Think You Are a Victim of Medical Identity Theft? Watch Out for these Red Flags
- A bill for medical care, services, or equipment you didn’t receive
- A call from a collection agency about a medical bill you don’t owe
- Past due or collection accounts on your credit report that you don’t recognize
- A letter from your health plan saying that you reached or exceeded your benefit limit
- A denial of insurance because your medical records show a condition you don’t have
- Suspicious charges on a bill that indicate you have been charged twice for the same service or billed by a doctor or hospital you’ve never visited or for a procedure you haven’t undergone
What to Do If You Are a Victim of Medical Identity Theft
Here are steps you can take to mitigate the potential fallout.
- 1Get a copy of your medical records from your health insurance company. Report any discrepancies to your insurance provider and work together to resolve the problem. If you find your medical identity has been stolen, you’ll want to cancel your health insurance ID number and have a new one assigned to you. If the policy is through your employer, alert Human Resources or the person who handles health insurance coverage at your company. While this process sounds a lot like credit card fraud, unfortunately there are no similar liability limits for healthcare coverage.
- 2Contact each healthcare provider–including doctors, clinics, hospitals, pharmacies, and laboratories–and ask for copies of your medical records. The FTC offers a checklist of steps that victims of medical identity theft should take, starting with informing yourself of your state’s health privacy laws that can make it easier to get copies of your medical records.1
- 3Check your Medicare Summary Notices and Explanation of Benefits (EOB) statement that your health plan sends after treatment. Check the name of the provider, the date of service, and the service provided. Do the claims paid match the care you received? If you see a mistake, contact your health insurance and healthcare provider immediately to report the problem. Although they are almost impossible to decipher, carefully review the Explanation of Benefits that you get from your health insurer to make sure that all charges were incurred by you. If you see treatments you never received, immediately notify your health insurance company and medical providers. Correcting records can be hard. In general, federal law lets patients correct medical records created only by the medical provider or insurer that now maintains your information. A hospital or insurer that later receives your information doesn’t have to correct its records–even when they’re wrong. But you do have the right to have your records state that you disagree with the information and why.
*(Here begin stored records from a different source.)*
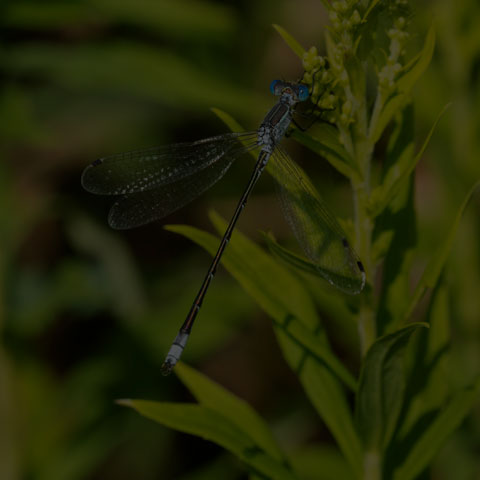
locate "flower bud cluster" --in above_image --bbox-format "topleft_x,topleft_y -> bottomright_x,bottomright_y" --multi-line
378,14 -> 409,92
302,47 -> 336,110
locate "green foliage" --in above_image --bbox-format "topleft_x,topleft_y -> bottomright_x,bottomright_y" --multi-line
124,1 -> 479,480
0,0 -> 480,480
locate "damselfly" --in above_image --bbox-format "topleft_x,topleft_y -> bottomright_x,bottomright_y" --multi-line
82,80 -> 365,374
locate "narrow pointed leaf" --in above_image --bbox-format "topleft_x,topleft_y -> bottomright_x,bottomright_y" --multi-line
175,362 -> 284,461
393,379 -> 480,480
291,123 -> 360,182
356,323 -> 428,452
404,181 -> 480,321
369,104 -> 450,217
168,218 -> 362,472
118,400 -> 296,480
273,24 -> 305,59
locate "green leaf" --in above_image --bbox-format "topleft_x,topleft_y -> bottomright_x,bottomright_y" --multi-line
376,176 -> 417,335
369,26 -> 435,144
298,356 -> 362,477
362,0 -> 380,22
368,104 -> 450,218
395,282 -> 451,442
375,104 -> 417,335
167,217 -> 362,471
393,379 -> 480,480
289,444 -> 356,480
403,181 -> 480,321
264,235 -> 365,293
273,24 -> 305,60
356,323 -> 428,453
291,123 -> 360,182
165,223 -> 318,330
118,400 -> 296,480
175,362 -> 284,461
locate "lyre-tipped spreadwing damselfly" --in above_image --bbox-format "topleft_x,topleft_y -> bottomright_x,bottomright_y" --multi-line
82,80 -> 365,374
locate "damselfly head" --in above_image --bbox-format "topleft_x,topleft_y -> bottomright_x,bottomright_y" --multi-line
270,80 -> 310,102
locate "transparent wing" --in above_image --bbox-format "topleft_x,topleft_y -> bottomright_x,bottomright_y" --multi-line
271,147 -> 365,294
108,142 -> 257,229
82,132 -> 257,195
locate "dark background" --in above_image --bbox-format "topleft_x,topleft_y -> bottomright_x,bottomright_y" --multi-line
0,0 -> 480,480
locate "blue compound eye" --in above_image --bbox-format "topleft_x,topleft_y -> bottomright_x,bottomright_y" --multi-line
270,80 -> 280,95
297,85 -> 310,102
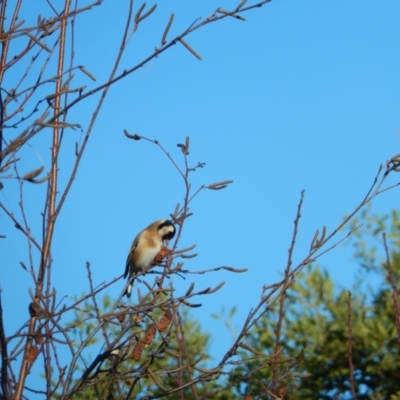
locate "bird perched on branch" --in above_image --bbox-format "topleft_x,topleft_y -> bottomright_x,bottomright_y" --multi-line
124,219 -> 175,297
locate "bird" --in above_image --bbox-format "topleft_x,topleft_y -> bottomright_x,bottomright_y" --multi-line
124,219 -> 176,297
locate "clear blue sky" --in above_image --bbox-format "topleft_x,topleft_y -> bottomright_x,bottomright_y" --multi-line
0,0 -> 400,388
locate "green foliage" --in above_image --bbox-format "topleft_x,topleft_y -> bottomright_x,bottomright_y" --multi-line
237,211 -> 400,400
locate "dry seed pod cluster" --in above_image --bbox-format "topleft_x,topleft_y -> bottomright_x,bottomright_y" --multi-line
154,247 -> 172,264
132,310 -> 172,361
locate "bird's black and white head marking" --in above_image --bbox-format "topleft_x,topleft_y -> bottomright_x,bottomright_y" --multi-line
157,219 -> 176,242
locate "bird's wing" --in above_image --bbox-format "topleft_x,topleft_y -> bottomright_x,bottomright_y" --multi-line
124,237 -> 139,279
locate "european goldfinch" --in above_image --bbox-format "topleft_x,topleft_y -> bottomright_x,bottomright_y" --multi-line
124,219 -> 175,297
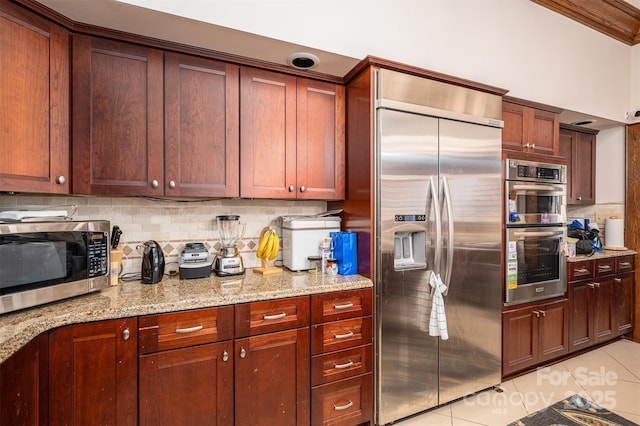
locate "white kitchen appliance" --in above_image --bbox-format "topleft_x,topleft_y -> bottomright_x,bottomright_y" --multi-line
282,216 -> 340,271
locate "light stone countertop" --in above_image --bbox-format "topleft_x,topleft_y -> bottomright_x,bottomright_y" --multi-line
0,269 -> 373,362
567,250 -> 638,262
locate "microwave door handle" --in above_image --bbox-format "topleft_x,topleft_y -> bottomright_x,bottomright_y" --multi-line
513,231 -> 564,237
442,176 -> 454,296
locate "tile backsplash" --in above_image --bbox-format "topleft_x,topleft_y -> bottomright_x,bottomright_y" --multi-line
0,194 -> 327,273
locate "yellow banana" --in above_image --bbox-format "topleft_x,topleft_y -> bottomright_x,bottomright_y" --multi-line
261,231 -> 275,259
256,226 -> 271,258
269,232 -> 280,260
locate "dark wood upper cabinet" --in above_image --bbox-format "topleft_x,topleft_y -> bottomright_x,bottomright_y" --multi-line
240,68 -> 345,200
49,318 -> 138,426
502,97 -> 561,156
164,53 -> 240,197
0,0 -> 70,194
72,35 -> 164,195
560,124 -> 598,205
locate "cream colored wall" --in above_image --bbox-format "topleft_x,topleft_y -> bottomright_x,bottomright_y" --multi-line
0,195 -> 327,273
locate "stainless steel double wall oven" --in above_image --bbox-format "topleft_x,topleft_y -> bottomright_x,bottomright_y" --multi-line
504,159 -> 567,305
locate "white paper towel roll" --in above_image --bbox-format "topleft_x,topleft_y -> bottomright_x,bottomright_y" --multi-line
604,218 -> 624,247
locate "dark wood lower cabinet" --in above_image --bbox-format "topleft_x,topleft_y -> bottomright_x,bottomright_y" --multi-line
139,341 -> 233,426
235,327 -> 310,426
502,299 -> 569,375
49,318 -> 138,426
0,333 -> 49,426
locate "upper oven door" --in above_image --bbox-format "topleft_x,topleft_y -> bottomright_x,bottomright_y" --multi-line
505,181 -> 567,226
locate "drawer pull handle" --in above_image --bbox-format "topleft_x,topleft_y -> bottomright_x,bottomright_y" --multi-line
262,312 -> 287,321
333,360 -> 353,370
333,331 -> 353,339
333,400 -> 353,411
333,303 -> 353,311
176,325 -> 204,334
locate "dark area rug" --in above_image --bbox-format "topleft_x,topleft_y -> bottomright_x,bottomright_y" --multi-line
507,395 -> 639,426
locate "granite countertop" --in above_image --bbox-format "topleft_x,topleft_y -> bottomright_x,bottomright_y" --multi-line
567,250 -> 638,262
0,269 -> 373,362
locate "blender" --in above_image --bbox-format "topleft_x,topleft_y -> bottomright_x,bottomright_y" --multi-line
213,214 -> 245,277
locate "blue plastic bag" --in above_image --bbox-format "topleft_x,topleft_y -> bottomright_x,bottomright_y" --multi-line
329,231 -> 358,275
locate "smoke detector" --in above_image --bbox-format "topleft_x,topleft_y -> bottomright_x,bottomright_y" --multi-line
287,52 -> 320,70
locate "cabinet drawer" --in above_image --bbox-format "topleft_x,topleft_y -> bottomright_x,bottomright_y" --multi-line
311,373 -> 373,426
138,306 -> 233,353
311,344 -> 373,386
594,257 -> 616,277
311,288 -> 373,324
616,256 -> 635,273
567,260 -> 594,281
236,296 -> 310,337
311,316 -> 372,355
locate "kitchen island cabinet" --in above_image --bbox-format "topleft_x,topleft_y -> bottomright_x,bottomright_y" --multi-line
502,96 -> 562,156
49,318 -> 138,426
502,298 -> 569,376
560,124 -> 598,205
73,35 -> 239,197
240,67 -> 345,200
0,333 -> 49,426
0,0 -> 71,194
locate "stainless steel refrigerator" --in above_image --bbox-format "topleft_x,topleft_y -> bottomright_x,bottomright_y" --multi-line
374,70 -> 502,425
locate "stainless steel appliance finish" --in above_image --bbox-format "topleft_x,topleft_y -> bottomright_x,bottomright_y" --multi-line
505,159 -> 567,226
375,70 -> 502,425
505,226 -> 567,305
0,220 -> 110,314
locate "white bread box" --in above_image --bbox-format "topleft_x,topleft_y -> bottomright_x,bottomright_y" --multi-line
282,216 -> 341,271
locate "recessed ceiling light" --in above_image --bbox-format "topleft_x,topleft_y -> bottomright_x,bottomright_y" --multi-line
571,119 -> 597,126
287,52 -> 320,70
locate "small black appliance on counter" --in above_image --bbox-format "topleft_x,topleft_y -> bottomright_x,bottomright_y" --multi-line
140,240 -> 164,284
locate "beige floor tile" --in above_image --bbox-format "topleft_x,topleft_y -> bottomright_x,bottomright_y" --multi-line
584,380 -> 640,415
451,382 -> 528,425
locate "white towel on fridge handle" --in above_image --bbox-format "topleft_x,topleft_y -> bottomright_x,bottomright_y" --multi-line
429,273 -> 449,340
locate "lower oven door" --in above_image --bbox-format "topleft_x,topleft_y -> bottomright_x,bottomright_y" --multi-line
505,226 -> 567,305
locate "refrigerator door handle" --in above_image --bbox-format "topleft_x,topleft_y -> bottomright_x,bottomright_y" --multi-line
425,176 -> 442,278
442,176 -> 454,296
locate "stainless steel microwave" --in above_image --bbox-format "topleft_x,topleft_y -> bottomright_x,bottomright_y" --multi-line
0,220 -> 109,314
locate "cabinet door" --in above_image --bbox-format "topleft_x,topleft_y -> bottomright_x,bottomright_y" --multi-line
164,53 -> 240,197
592,277 -> 613,343
49,318 -> 138,426
502,307 -> 538,375
613,272 -> 635,336
0,333 -> 49,426
296,78 -> 345,200
235,328 -> 311,426
0,1 -> 70,193
72,35 -> 164,195
139,341 -> 233,426
240,68 -> 298,198
536,299 -> 569,362
525,108 -> 560,155
569,281 -> 593,352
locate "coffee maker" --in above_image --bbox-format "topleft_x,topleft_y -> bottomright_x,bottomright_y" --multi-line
213,214 -> 245,277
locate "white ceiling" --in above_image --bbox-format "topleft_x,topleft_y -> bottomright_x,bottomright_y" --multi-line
33,0 -> 624,130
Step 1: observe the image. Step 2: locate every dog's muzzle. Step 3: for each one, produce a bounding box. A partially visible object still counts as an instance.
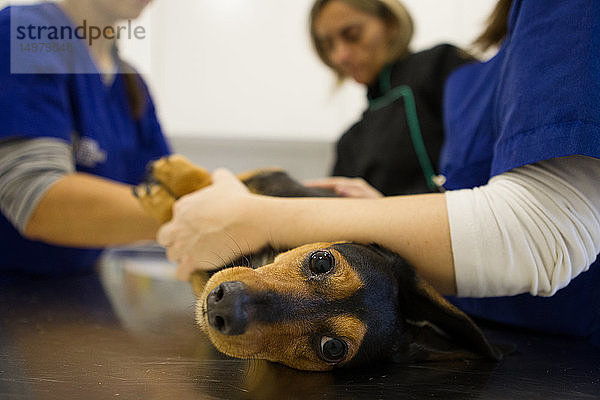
[206,281,248,336]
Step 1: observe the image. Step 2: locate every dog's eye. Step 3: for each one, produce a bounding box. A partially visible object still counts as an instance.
[309,251,334,274]
[321,336,348,362]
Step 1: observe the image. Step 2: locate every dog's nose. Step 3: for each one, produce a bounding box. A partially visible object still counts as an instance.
[206,281,248,335]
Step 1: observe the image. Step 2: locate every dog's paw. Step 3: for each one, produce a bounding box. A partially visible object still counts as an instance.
[149,155,212,199]
[133,183,175,223]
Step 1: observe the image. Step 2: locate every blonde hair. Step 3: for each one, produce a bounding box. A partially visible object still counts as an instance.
[473,0,513,53]
[309,0,414,79]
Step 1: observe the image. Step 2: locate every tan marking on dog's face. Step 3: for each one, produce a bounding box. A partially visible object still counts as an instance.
[196,243,366,371]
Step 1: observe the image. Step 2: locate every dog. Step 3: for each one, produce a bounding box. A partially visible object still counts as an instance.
[134,156,503,371]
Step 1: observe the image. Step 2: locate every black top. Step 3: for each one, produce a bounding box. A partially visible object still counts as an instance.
[333,44,473,196]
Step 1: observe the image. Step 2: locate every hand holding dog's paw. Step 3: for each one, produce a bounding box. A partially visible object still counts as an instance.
[157,169,266,280]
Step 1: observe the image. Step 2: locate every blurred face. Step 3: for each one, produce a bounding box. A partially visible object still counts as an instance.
[314,0,390,85]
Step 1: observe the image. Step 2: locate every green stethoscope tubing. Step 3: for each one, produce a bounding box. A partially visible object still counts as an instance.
[369,66,440,190]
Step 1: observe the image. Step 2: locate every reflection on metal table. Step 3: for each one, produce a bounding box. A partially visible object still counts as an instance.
[0,250,600,400]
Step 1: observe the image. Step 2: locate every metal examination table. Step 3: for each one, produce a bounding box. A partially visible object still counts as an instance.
[0,250,600,400]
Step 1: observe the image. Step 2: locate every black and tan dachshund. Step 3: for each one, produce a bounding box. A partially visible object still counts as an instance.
[135,156,502,371]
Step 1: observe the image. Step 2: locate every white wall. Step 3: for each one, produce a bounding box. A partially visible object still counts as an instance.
[0,0,496,141]
[139,0,496,141]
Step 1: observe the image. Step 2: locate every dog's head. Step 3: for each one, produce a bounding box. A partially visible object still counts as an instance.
[193,243,500,371]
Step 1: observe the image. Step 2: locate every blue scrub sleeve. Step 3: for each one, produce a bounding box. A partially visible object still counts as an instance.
[492,0,600,176]
[0,10,73,142]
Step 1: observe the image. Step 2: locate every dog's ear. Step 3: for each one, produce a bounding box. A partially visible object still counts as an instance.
[371,246,502,362]
[395,275,502,362]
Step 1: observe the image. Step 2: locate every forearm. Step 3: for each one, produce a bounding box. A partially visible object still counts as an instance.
[24,173,159,247]
[250,194,456,294]
[448,156,600,297]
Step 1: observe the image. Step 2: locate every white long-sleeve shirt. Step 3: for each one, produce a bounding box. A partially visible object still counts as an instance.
[446,156,600,297]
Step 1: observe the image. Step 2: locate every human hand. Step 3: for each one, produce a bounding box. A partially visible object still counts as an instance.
[303,176,383,199]
[157,169,268,280]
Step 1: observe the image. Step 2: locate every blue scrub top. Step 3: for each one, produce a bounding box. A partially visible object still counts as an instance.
[0,3,169,276]
[441,0,600,345]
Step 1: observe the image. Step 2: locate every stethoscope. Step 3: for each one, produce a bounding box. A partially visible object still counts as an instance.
[369,65,446,192]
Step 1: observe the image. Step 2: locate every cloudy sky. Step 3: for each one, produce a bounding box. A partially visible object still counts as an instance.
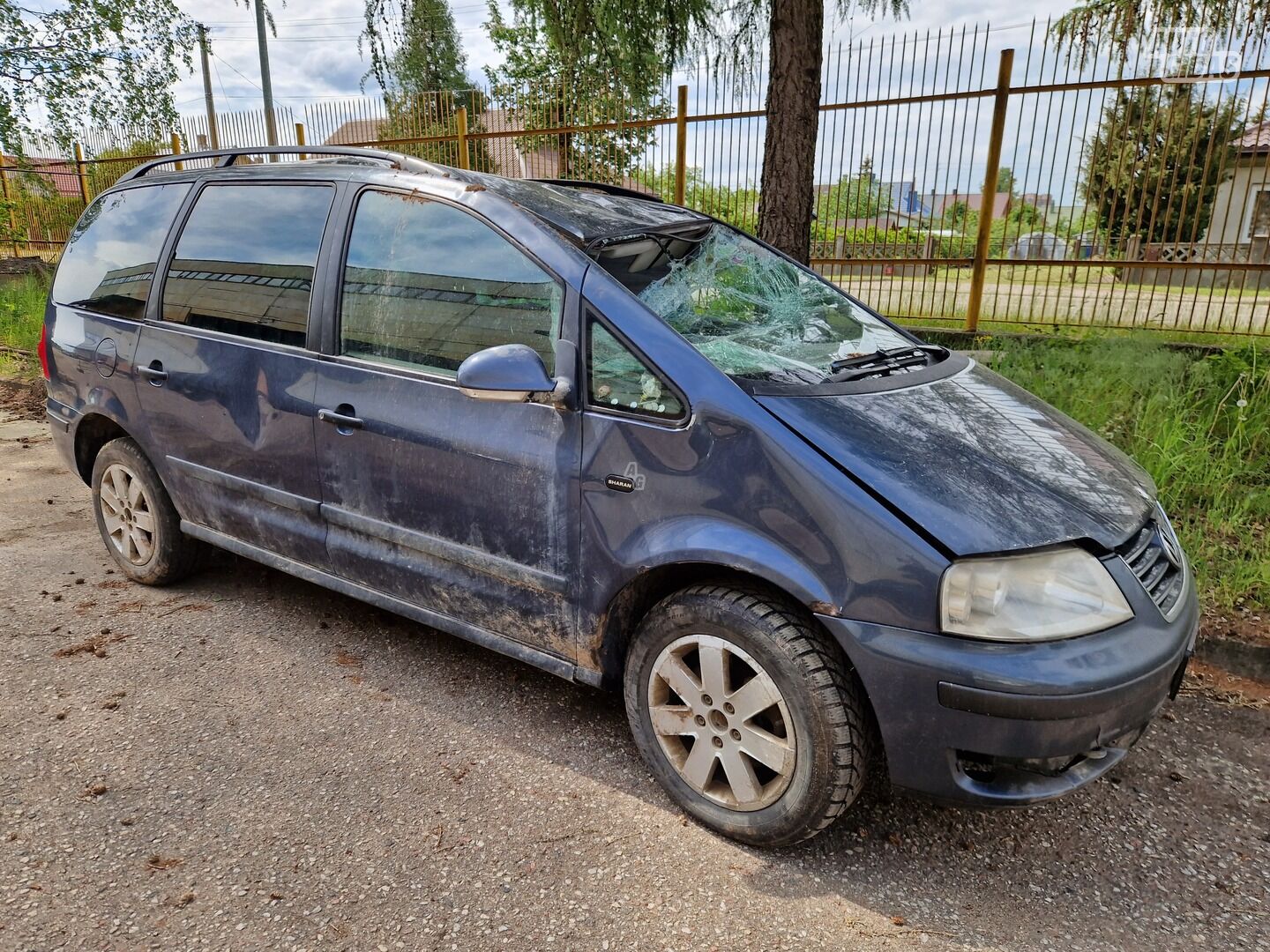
[176,0,1069,112]
[166,0,1266,205]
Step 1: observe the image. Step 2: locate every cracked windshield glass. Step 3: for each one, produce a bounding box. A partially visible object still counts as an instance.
[600,225,912,383]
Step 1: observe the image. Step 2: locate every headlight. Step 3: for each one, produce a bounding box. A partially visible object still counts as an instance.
[940,547,1132,641]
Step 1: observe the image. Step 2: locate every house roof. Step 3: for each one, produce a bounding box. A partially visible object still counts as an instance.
[323,109,653,194]
[0,155,80,196]
[1236,121,1270,155]
[323,119,387,146]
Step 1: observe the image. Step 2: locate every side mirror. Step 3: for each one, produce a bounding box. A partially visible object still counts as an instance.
[457,344,569,404]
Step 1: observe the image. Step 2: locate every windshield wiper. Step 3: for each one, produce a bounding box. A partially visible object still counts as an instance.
[826,344,947,383]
Be sure your complaint is entered into your records and request copies for your records.
- 4Check your credit reports. Review your credit reports with the three major credit agencies to see if anyone has rung up unpaid medical bills in your name. Place a fraud alert and credit freeze on your credit reports if you’ve been scammed. A fraud alert means the bank or other creditor will contact you to confirm your identity when anyone applies for credit in your name. A credit freeze means someone can access your report only with a unique personal identification number provided by you. Be sure to ask each of your medical and health insurance providers for a copy of the “accounting of disclosures.” This is a record of who got copies of your medical records. The HIPAA Privacy Rule gives people the right to request copies of their records maintained by covered health plans and medical providers. The accounting includes details about what medical information the provider sent, when it sent the information, who got the information, and why the information was sent. The accounting should show who has received copies of your records that include errors and who you need to contact. It may not have details about some routine disclosure of your information, like those from your doctor’s office to another doctor’s office, or disclosure of payment information to an insurer.
- 5Ask for corrections if you find errors. Write to your health plan and medical providers and explain which information is not accurate. Send copies of the documents that support your position, and be sure to include a copy of your medical record and circle the disputed items. Ask the provider to correct or delete each error. Keep the original documents. Send your letter by certified mail and ask for a return receipt so you have a record of what the plan or provider received. Keep copies of your letters. The health plan or medical provider that made the mistakes in your files must change the information. It should also inform labs, other healthcare providers, and anyone else that might have gotten wrong information. If a health plan or medical provider won’t make the changes you request, ask it to include a statement of your dispute in your record.
- 6File a police report or Identity Theft Report and send it to your health insurance company, medical providers, and all credit bureaus. Filing a police report will notify law enforcement that a crime may have been committed.
- 7Consider placing a fraud alert or security freeze on your credit files.
- 8Notify the government. File a complaint with the Federal Trade Commission. Approximately 21% of victims don’t realize their identity has been compromised until more than two years after it’s happened. This gives thieves plenty of time to seek multiple treatments under their victim’s name.